Una de las áreas clave que podría beneficiarse de ajustes es el centro del campo. Actualmente, Osasuna utiliza un 4-4-2 que, aunque proporciona una estructura defensiva, a veces resulta rígido en la transición hacia el ataque. La inclusión de un mediocampista creativo, que pueda conectar mejor con los delanteros, podría ser fundamental. Jugar con un 4-2-3-1, por ejemplo, permitiría mayor fluidez y opciones en el último tercio, aprovechando la velocidad de jugadores como Kike García y la creatividad de otros como Oier Sanjurjo.

En la defensa, aunque la solidez ha sido una de las fortalezas del equipo, la presión alta no siempre se ha ejecutado de manera efectiva. Implementar una presión más coordinada y agresiva en la salida del balón del rival podría ayudar a recuperar la posesión más cerca del área adversaria, creando así más oportunidades de gol. Esto requeriría a los delanteros y volantes presionar de manera sincronizada, lo que podría desorganizar a los equipos rivales y generar espacios.

Además, la capacidad de adaptación durante el partido ha sido un tema recurrente. A menudo, los cambios realizados por el entrenador no han surtido efecto inmediato, lo que sugiere una falta de flexibilidad táctica. Fomentar un enfoque más dinámico, donde los jugadores estén capacitados para cambiar a un sistema más ofensivo o defensivo según la situación del partido, podría ser clave. Esto no solo mantendría a los rivales adivinando, sino que también maximizaría el potencial del plantel.

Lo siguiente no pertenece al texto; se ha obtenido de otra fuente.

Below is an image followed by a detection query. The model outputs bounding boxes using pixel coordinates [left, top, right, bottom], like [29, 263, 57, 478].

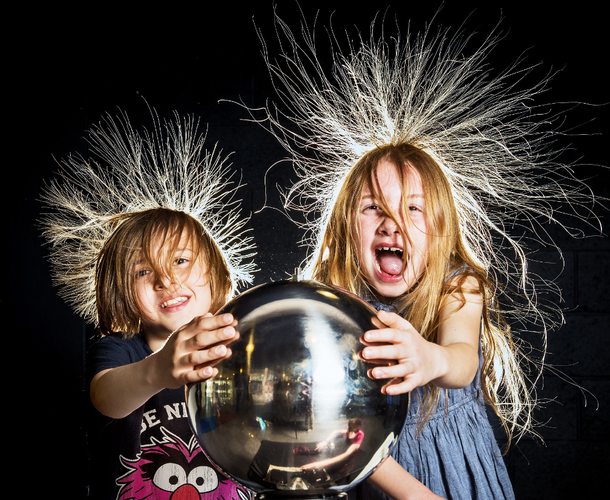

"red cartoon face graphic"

Finalmente, fomentar una conexión más fuerte entre los aficionados y el equipo es igualmente vital. La pasión de los Rojillos es indiscutible, y aprovechar ese aliento en el estadio puede ser un factor decisivo. Un juego más atrevido y entretenido podría atraer a más aficionados, lo que a su vez proporciona un impulso adicional al equipo.

En resumen, Osasuna tiene el potencial de mejorar su rendimiento mediante ajustes tácticos inteligentes. Con un enfoque renovado en el centro del campo, una presión más efectiva y una flexibilidad táctica, Los Rojillos pueden aspirar a una temporada más exitosa en La Liga.